How terrifying.  Being a mother exposes you and skins you raw.  I have anxiety fairly consistently now.  Anxiety about life and death and sleep and schedules and feeding and weight gain and baby acne and bottle types and anxiety about my anxiety.  Part of it is the raging hormones from delivery. But part of it, I think, is a new reality.  A reality that no matter how calm or confident or great my day is going, I will always be half where I am and half wherever you are.  I will never be calm or content simply within myself.  Half my heart, my soul, and my mind will always be searching and praying desperately that you are okay.  It has only been three weeks, but already I am inalterably changed.

The sleep deprivation is better now that we're able to give you a bottle from time to time.

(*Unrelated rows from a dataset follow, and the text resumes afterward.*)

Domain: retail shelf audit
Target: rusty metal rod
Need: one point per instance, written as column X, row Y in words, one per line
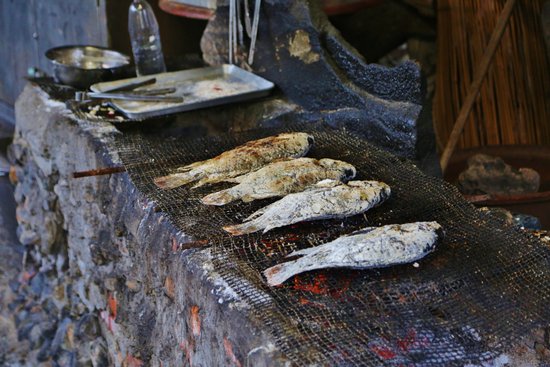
column 479, row 76
column 99, row 172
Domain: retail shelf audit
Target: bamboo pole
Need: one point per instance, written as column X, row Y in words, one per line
column 479, row 75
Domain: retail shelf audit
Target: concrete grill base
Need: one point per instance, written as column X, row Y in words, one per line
column 107, row 279
column 107, row 275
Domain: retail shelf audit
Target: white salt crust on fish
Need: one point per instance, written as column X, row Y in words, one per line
column 282, row 178
column 371, row 247
column 240, row 160
column 327, row 199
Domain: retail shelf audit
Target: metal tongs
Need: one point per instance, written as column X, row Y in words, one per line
column 236, row 28
column 119, row 93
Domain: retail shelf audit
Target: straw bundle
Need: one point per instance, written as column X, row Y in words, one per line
column 513, row 106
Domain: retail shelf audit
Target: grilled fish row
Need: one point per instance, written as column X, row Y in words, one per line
column 327, row 199
column 282, row 178
column 239, row 161
column 371, row 247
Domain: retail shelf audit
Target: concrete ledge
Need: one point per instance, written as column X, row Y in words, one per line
column 123, row 292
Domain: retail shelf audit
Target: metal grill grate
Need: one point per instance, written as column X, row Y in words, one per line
column 485, row 286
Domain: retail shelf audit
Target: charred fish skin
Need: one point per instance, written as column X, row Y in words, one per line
column 240, row 160
column 327, row 200
column 371, row 247
column 282, row 178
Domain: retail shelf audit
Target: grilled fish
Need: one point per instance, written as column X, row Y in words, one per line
column 328, row 199
column 281, row 178
column 241, row 160
column 371, row 247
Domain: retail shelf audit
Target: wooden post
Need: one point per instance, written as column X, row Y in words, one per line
column 473, row 90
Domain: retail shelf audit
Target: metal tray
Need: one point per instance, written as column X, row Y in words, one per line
column 200, row 88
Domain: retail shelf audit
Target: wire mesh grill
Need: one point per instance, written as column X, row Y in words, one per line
column 485, row 286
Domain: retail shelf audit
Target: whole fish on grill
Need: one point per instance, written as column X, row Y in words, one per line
column 371, row 247
column 328, row 199
column 281, row 178
column 238, row 161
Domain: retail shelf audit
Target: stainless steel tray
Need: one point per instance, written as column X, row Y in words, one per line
column 200, row 88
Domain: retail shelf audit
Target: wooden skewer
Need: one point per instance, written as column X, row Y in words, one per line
column 99, row 172
column 473, row 90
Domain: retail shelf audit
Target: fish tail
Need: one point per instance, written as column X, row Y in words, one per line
column 174, row 180
column 278, row 274
column 219, row 198
column 241, row 229
column 190, row 167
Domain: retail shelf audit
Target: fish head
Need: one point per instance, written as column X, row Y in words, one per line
column 347, row 170
column 297, row 143
column 368, row 186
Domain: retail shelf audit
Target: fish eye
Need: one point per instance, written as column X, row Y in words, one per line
column 348, row 173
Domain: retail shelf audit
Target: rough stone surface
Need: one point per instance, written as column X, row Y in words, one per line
column 491, row 175
column 106, row 281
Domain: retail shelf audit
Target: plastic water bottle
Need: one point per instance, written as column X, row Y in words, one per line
column 145, row 38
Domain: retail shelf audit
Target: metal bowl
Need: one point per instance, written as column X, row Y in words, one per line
column 82, row 66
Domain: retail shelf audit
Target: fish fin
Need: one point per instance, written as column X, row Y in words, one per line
column 278, row 274
column 241, row 229
column 328, row 183
column 238, row 179
column 207, row 181
column 303, row 252
column 248, row 198
column 191, row 166
column 256, row 214
column 219, row 198
column 174, row 180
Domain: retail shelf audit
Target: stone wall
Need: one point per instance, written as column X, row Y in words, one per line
column 107, row 280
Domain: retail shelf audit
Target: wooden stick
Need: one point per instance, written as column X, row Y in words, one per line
column 99, row 172
column 479, row 75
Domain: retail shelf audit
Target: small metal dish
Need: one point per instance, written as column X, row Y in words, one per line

Tim has been taking the night shift so that I can get four hours in a row which helps extraordinarily.  Part of my anxiety, I think, comes from not getting my requisite nine or ten hours.

But there are moments of extraordinary intimacy in those sleep deprived moments.  In the night, when you and I alone are awake and you snuggle into my chest and coo in the way I have become accustomed I think this must be a piece of heaven.  You are so, so small.  And you fit perfectly in the crook of my arm or tucked tightly into my chest. I had no idea in those long ten months that it was you I was waiting for.  But now that I have met you, each well-placed kick, bout of hiccups, and quiet morning moment makes sense.  You were in there all along, simply waiting.

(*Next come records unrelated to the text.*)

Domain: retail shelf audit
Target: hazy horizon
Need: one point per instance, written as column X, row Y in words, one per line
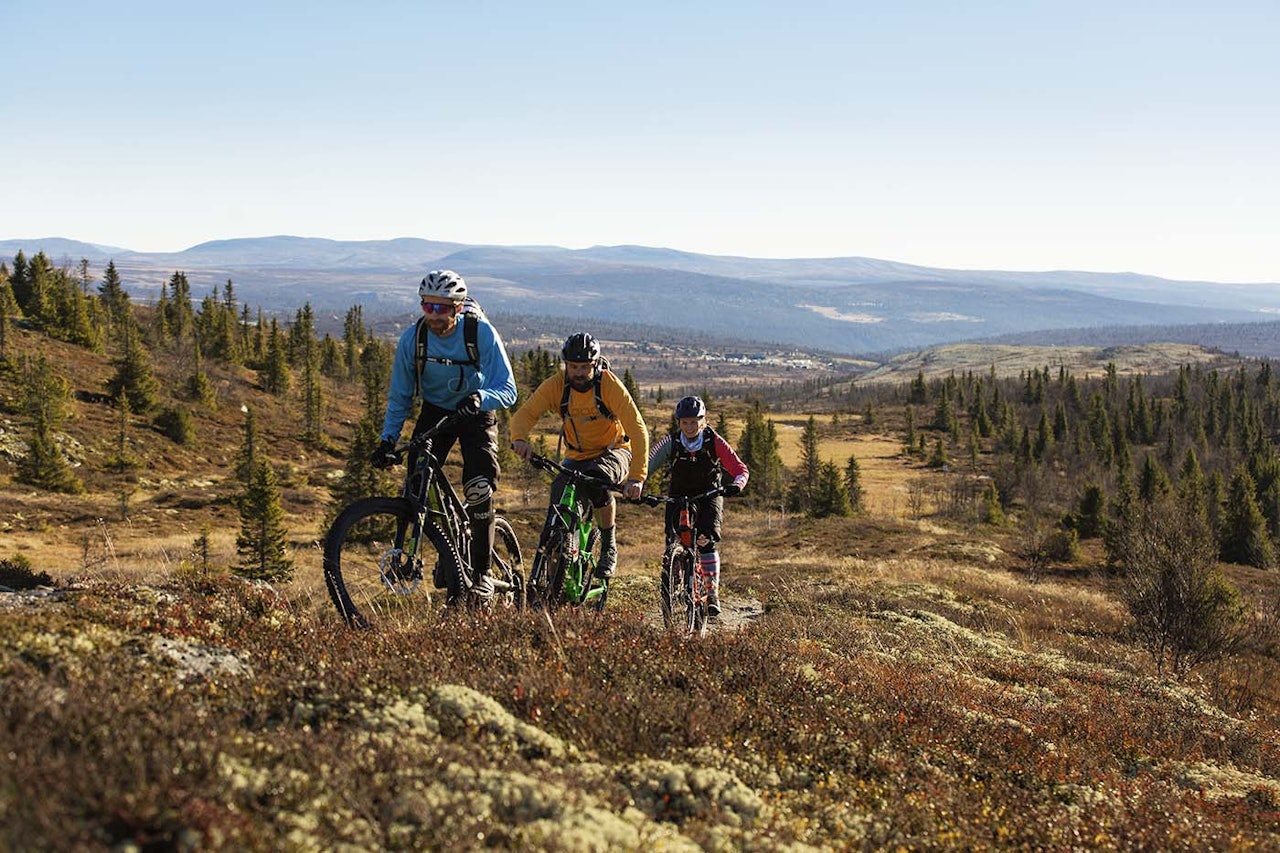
column 1139, row 137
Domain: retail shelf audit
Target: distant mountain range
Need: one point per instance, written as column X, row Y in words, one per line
column 851, row 305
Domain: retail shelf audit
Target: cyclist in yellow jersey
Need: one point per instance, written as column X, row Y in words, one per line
column 602, row 428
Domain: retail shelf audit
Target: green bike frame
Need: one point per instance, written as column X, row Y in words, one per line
column 581, row 561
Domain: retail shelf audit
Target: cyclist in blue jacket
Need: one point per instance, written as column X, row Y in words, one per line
column 455, row 360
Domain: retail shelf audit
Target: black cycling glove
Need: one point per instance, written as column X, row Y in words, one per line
column 384, row 456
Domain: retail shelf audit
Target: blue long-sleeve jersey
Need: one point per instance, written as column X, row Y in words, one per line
column 446, row 384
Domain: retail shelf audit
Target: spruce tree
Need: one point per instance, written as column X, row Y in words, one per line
column 830, row 497
column 1244, row 537
column 133, row 375
column 46, row 398
column 115, row 301
column 247, row 455
column 275, row 373
column 261, row 543
column 805, row 483
column 8, row 311
column 854, row 483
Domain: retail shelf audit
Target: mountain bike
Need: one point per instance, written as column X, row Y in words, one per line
column 563, row 569
column 374, row 553
column 684, row 588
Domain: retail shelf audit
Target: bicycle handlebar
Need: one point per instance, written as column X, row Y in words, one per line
column 419, row 441
column 552, row 466
column 657, row 500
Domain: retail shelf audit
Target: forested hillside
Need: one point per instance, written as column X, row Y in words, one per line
column 970, row 610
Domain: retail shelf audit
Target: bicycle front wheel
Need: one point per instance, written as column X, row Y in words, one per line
column 677, row 601
column 371, row 562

We are three weeks into this journey.  You are growing so fast.  And time, despite my best protests (and occasional pleas to hurry up), marches steadily onward.  You will never, ever be three weeks old again.  So despite the stress and anxiety placed on top of sleep deprivation, I try to cherish each moment.  To love you. To hold you as often as I can.  Because soon, my love, it will be you writing to your first baby and I will be watching you experiment with this motherhood game.  But for now, a snuggle. And perhaps a diaper change.

Wednesday, October 1, 2014

Today I left you and I took the dogs and I walked.  And somehow over the course of the sleepless, endless nights, the leaves have turned yellow and fall is on its way.  You are two weeks old tomorrow and the change of season snuck by both of us without notice.  It is a nice time of year to be born, I think.  You came in the full heat of the summer and your arrival prompted the transition into hues of gold and red and yellow.  And now, whenever fall arrives, I will think of this time with you.  You are so small and so dependent and have brought so much joy.

Now that the massive waves of hormonal surges have passed, I can think more logically and rationally.  I'm not certain this is a good thing, however.  In the midst of my plummeting hormones and utter exhaustion I think I may have been closer to truth than I am in my more rested, more sane mind.  It is only on the edge of madness that I am my most honest, I think.  Otherwise, I am using coping mechanisms and fronts to hide the rawness of emotion.  The emotion that holy shit you came and you changed everything and it is so, so good but so, so terrifying.

People tried to prepare me for this in so many ways.  They told me things would be forever different. They offered interpretations of the extreme toll being a new mom takes on the body.  The most honest folks talked about the vulnerability and the fear.  But being arrogant as I am, assuming that somehow I would fare better, I didn't particularly listen.  So now, when I awake with you at two am and I am as strung out as I have ever been, I smile a bit at my arrogance and my assumption that somehow it was easier than folks warned.

You arrived at a temperamental time of year.  Right now, there is thunder and a tremendous pouring rain.  Just yesterday it was 90 degrees.  I cannot wait until you are big enough and the temperature is stable enough to take you out for runs and walks; I cannot wait to drag you up mountains and across country to see what there is to see.  There is simply so much to see and life is so short.  I cannot wait for you to see it all, every last inch.

I am still trying to come to terms with loving you.